It’s a world of nuts, Stuart thought, watching. Psychiatrists make a lot. If I had to go to a psychiatrist I’d come and go by the back door. Nobody’d see me and jeer. He thought, Maybe some of them do; maybe Stockstill has a back door. For the sicker ones, or rather (he corrected his thought) the ones who don’t want to make a spectacle out of themselves; I mean the ones who simply have a problem, for instance worry about the Police Action in Cuba, and who aren’t nuts at all, just—concerned.
And he was concerned, because there was still a good chance that he might be called up for the Cuban War, which had now become bogged down in the mountains once more, despite the new little anti-personnel bombs that picked out the greasy gooks no matter how well dug in. He himself did not blame the president—it wasn’t the president’s fault that the Chinese had decided to honor their pact. It was just that hardly anyone came home from fighting the greasy gooks free of virus bone infections. A thirty-year-old combat veteran returned looking like some dried mummy left out of doors to hang for a century… and it was hard for Stuart McConchie to imagine himself picking up once more after that, selling stereo TV again, resuming his career in retail selling.

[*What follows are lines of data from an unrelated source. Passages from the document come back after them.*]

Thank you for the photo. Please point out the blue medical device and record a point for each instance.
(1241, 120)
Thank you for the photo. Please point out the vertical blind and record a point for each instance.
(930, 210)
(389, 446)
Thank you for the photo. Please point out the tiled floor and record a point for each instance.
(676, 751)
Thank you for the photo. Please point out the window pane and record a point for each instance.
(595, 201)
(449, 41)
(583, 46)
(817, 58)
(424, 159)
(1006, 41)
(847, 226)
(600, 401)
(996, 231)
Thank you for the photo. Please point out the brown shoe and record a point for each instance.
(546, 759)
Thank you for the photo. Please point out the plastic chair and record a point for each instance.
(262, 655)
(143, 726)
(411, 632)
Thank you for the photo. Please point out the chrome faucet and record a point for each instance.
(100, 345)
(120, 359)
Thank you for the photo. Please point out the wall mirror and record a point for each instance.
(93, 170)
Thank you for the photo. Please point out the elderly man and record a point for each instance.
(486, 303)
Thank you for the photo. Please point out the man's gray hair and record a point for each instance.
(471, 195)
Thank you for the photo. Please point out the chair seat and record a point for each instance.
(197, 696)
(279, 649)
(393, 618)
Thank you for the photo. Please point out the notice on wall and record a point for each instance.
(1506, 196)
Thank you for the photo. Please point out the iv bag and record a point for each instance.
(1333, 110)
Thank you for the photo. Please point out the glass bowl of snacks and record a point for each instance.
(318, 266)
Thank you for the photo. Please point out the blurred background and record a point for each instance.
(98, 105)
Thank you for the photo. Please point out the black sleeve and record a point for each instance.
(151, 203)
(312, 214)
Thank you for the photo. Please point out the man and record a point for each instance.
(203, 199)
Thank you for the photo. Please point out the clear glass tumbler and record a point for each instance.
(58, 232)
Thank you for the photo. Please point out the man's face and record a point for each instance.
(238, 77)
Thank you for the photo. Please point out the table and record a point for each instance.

“Morning, Stu,” a girl’s voice came, startling him. The small, dark-eyed waitress from Edy’s candy store. “Day dreaming so early?” She smiled as she passed on by along the sidewalk.
“Heck no,” he said, again sweeping vigorously.
Across the street the furtive patient of Doctor Stockstill’s, a man black in color, black hair and eyes, light skin, wrapped tightly in a big overcoat itself the color of deep night, paused to light a cigarette and glance about. Stuart saw the man’s hollow face, the staring eyes and the mouth, especially the mouth. It was drawn tight and yet the flesh hung slack, as if the pressure, the tension there, had long ago ground the teeth and the jaw away; the tension remained there in that unhappy face, and Stuart looked away.